In dem Rechtsbeschwerdeverfahren

betreffend die Marke Nr. 399 70 457

Der I. Zivilsenat des Bundesgerichtshofs hat am 21. Februar 2008 durch die Richter Dr. Bergmann, Pokrant, Dr. Schaffert, Dr. Kirchhoff und Dr. Koch
beschlossen:

Die Rechtsbeschwerde gegen den an Verkündungs Statt am 26. Juni 2007 zugestellten Beschluss des 25. Senats (Marken-Beschwerdesenats) des Bundespatentgerichts wird auf Kosten der Markeninhaberin zurückgewiesen.
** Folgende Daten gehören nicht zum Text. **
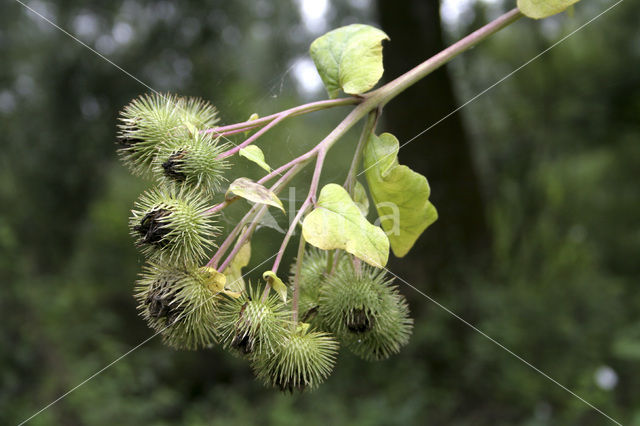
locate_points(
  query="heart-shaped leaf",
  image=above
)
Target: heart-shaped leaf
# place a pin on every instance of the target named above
(361, 199)
(337, 223)
(349, 58)
(255, 154)
(401, 195)
(252, 191)
(539, 9)
(233, 272)
(276, 284)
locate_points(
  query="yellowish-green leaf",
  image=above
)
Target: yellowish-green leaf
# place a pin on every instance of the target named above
(276, 284)
(255, 154)
(539, 9)
(349, 58)
(252, 191)
(361, 199)
(401, 195)
(337, 223)
(214, 280)
(302, 328)
(235, 281)
(252, 117)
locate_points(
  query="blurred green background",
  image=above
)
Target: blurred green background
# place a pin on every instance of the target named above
(536, 183)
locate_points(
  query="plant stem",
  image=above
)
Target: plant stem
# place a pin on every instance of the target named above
(310, 199)
(313, 187)
(253, 137)
(291, 112)
(365, 104)
(400, 84)
(369, 126)
(296, 281)
(384, 94)
(254, 214)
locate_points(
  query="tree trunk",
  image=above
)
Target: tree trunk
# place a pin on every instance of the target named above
(443, 153)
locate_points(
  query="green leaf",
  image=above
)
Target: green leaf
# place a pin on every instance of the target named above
(539, 9)
(255, 154)
(401, 195)
(214, 280)
(276, 284)
(252, 117)
(337, 223)
(349, 58)
(361, 199)
(252, 191)
(233, 272)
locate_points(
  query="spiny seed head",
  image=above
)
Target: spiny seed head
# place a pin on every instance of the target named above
(190, 160)
(389, 334)
(178, 303)
(351, 301)
(366, 311)
(198, 112)
(149, 121)
(172, 225)
(252, 327)
(302, 361)
(313, 274)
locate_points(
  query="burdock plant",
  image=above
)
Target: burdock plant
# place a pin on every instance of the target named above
(338, 289)
(179, 303)
(253, 326)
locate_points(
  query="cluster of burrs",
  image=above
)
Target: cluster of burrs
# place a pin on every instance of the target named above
(193, 306)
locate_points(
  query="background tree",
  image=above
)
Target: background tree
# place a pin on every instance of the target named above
(555, 154)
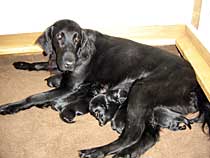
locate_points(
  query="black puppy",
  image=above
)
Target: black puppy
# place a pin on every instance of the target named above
(87, 56)
(112, 107)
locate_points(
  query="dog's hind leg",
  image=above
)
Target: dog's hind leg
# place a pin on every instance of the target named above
(149, 137)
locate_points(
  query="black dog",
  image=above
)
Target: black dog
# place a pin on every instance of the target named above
(111, 107)
(87, 56)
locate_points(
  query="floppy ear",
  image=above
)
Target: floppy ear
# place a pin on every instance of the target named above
(87, 47)
(45, 41)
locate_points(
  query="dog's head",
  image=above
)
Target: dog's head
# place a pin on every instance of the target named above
(68, 42)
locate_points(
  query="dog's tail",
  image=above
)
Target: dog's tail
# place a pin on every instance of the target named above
(204, 109)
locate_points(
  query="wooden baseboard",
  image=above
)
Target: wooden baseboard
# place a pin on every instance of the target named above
(185, 39)
(154, 35)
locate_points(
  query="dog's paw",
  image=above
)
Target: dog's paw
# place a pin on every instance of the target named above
(6, 109)
(53, 82)
(21, 65)
(122, 156)
(91, 153)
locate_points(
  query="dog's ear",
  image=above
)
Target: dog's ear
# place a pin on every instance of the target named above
(45, 41)
(87, 47)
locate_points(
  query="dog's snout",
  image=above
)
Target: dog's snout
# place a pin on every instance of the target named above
(69, 64)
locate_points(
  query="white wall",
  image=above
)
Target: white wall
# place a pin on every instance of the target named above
(19, 16)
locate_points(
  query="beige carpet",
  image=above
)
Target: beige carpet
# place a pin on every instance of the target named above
(37, 133)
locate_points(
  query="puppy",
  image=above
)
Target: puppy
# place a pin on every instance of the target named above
(112, 107)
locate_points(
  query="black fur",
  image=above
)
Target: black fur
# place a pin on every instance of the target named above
(87, 56)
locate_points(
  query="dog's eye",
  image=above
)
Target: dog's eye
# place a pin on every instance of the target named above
(60, 35)
(76, 40)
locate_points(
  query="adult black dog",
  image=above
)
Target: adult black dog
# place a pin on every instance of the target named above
(89, 56)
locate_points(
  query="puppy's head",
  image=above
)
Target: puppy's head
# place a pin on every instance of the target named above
(102, 108)
(69, 42)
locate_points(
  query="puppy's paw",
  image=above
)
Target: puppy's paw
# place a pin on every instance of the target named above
(7, 109)
(91, 153)
(53, 82)
(22, 65)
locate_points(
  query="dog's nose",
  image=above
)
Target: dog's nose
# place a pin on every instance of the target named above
(69, 64)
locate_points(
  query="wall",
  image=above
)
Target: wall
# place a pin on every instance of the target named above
(34, 16)
(204, 25)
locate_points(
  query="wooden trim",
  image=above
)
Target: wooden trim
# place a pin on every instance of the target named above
(186, 40)
(196, 13)
(193, 50)
(155, 35)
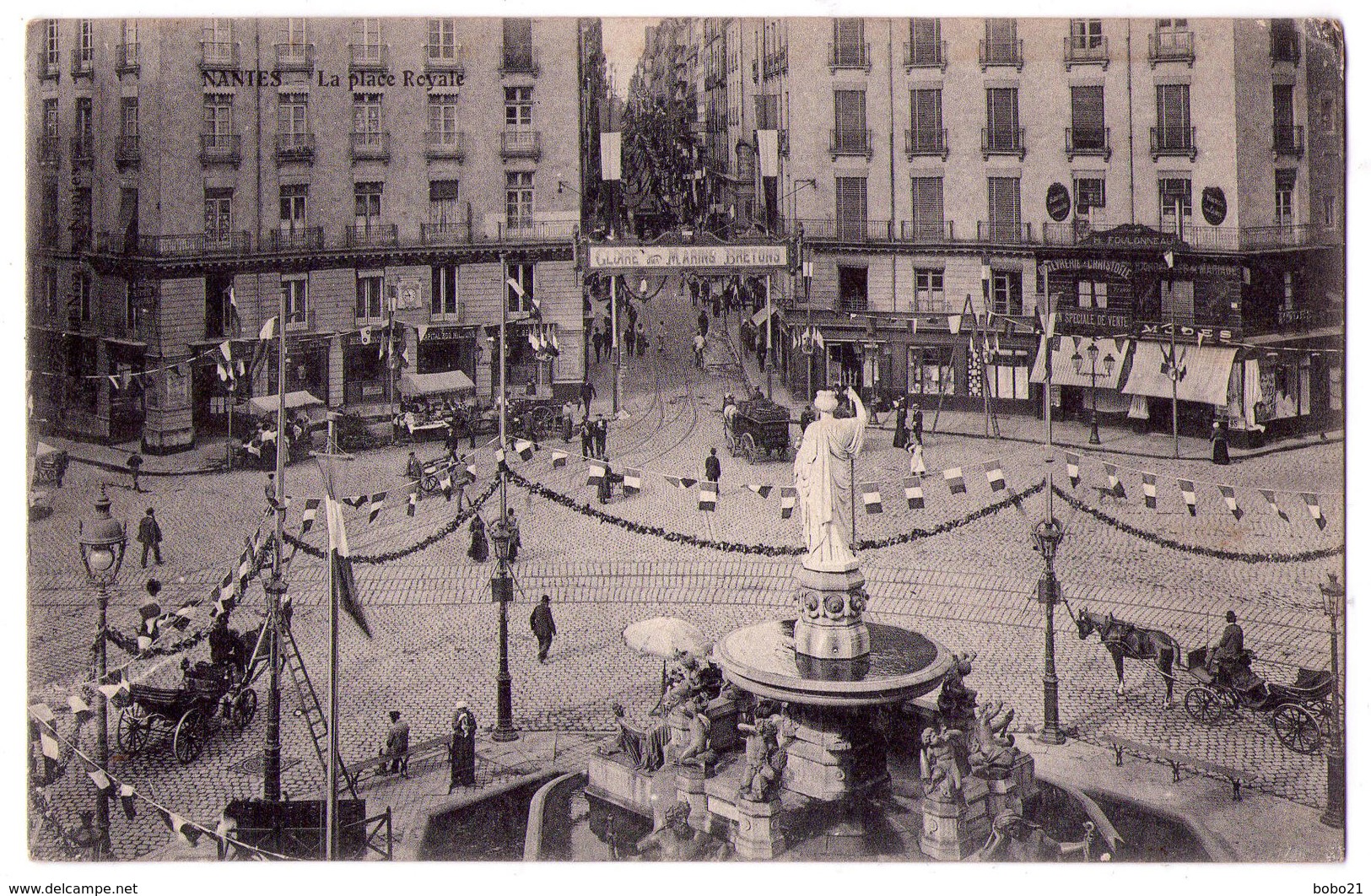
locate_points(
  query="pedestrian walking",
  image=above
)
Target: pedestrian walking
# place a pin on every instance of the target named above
(135, 465)
(149, 536)
(480, 549)
(543, 626)
(461, 751)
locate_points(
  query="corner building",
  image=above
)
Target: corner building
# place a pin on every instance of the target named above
(186, 175)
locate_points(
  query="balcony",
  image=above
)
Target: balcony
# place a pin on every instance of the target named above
(849, 57)
(1002, 142)
(521, 144)
(1088, 142)
(295, 57)
(221, 149)
(849, 143)
(369, 235)
(1171, 47)
(1174, 142)
(370, 145)
(445, 144)
(369, 57)
(127, 151)
(83, 63)
(445, 233)
(926, 142)
(1004, 232)
(295, 148)
(1002, 54)
(295, 239)
(1287, 140)
(519, 62)
(1085, 51)
(50, 151)
(931, 55)
(219, 55)
(127, 59)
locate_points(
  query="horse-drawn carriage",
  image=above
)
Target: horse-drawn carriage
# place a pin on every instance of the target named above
(1301, 713)
(757, 428)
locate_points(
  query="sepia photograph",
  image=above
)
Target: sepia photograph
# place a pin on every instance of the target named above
(930, 432)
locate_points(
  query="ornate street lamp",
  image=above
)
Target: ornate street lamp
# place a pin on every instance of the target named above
(1046, 537)
(502, 591)
(1334, 595)
(102, 540)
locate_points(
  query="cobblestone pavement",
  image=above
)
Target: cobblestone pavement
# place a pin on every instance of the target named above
(969, 588)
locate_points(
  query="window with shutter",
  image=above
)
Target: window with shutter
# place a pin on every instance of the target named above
(1088, 118)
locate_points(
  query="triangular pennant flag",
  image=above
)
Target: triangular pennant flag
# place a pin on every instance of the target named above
(1149, 489)
(1311, 500)
(1230, 498)
(954, 483)
(915, 492)
(1271, 503)
(1115, 484)
(787, 500)
(1188, 492)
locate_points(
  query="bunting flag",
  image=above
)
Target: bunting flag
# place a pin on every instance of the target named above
(954, 483)
(1271, 503)
(871, 498)
(1230, 498)
(1312, 503)
(1115, 485)
(787, 500)
(1188, 492)
(340, 558)
(311, 511)
(1149, 489)
(996, 476)
(915, 492)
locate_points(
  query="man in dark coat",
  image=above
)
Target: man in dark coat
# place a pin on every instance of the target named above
(149, 536)
(543, 626)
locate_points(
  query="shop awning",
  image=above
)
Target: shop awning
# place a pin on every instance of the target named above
(445, 382)
(1206, 373)
(269, 403)
(1064, 366)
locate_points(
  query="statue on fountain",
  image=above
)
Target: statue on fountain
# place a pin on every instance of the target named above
(824, 483)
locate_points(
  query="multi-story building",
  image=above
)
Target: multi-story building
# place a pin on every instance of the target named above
(186, 175)
(1158, 177)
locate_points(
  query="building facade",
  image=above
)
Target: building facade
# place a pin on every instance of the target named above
(384, 177)
(1175, 186)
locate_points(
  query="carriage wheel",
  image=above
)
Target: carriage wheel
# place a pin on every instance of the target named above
(133, 731)
(190, 736)
(1296, 728)
(245, 707)
(1204, 706)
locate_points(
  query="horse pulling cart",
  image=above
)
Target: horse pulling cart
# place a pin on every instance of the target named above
(1301, 713)
(188, 714)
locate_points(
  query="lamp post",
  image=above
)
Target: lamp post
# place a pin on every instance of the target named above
(1334, 595)
(102, 542)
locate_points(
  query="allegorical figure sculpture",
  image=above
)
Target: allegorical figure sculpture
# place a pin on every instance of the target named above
(824, 483)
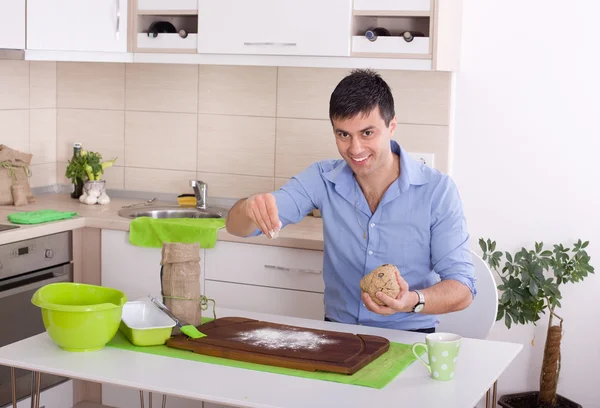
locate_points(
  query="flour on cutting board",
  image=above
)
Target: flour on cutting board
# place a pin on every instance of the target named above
(278, 339)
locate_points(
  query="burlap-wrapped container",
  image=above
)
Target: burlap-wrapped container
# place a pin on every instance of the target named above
(180, 281)
(14, 171)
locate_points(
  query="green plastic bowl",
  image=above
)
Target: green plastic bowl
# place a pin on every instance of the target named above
(80, 317)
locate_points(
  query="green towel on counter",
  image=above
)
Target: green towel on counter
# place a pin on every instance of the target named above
(153, 232)
(376, 374)
(40, 216)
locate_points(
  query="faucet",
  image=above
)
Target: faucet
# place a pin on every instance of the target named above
(200, 191)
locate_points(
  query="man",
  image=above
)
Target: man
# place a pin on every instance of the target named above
(379, 206)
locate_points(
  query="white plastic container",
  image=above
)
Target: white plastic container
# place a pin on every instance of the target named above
(144, 324)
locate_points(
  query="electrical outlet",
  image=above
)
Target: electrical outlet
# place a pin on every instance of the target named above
(425, 158)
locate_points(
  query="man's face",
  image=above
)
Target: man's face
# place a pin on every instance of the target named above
(364, 141)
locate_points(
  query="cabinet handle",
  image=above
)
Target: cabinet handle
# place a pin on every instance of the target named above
(118, 18)
(271, 43)
(281, 268)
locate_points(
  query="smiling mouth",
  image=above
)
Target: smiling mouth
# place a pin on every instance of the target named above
(360, 160)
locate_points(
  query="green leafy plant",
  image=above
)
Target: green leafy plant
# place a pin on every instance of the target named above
(531, 281)
(87, 166)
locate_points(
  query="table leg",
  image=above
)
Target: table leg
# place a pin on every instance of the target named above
(36, 378)
(13, 386)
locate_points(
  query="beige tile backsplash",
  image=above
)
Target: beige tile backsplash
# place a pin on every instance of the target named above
(234, 90)
(236, 145)
(241, 129)
(85, 85)
(101, 131)
(161, 140)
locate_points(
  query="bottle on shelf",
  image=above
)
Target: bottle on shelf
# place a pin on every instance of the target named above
(410, 35)
(161, 27)
(373, 33)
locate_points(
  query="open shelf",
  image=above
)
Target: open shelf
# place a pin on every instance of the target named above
(393, 46)
(399, 6)
(167, 42)
(165, 7)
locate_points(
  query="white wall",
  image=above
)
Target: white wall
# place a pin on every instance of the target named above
(526, 150)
Der Gegenstandswert der Rechtsbeschwerde wird auf 50.000 € festgesetzt.

Gründe:

1
I. Für die Markeninhaberin ist am 24. August 2001 die Wortmarke

Melissengeist

für „Arzneimittel, nämlich Destillat aus Melisse und mindestens Angelikawurzel, Zimtrinde sowie Muskatnusssamen und mit einem Äthanolgehalt von mindestens 65% (V/V)“ als durchgesetzte Marke eingetragen worden.

2
Die Antragstellerinnen haben die Löschung der Eintragung der Marke beantragt. Mit Beschluss vom 8. April 2004 hat die Markenabteilung des Deutschen Patent- und Markenamts die Löschung angeordnet.

3
Die Beschwerde der Markeninhaberin ist ohne Erfolg geblieben (BPatG PharmR 2007, 467). Dagegen richtet sich die – vom Bundespatentgericht nicht zugelassene – Rechtsbeschwerde der Markeninhaberin, deren Zurückweisung die Antragstellerinnen beantragen.

4
II. Die Rechtsbeschwerde hat keinen Erfolg.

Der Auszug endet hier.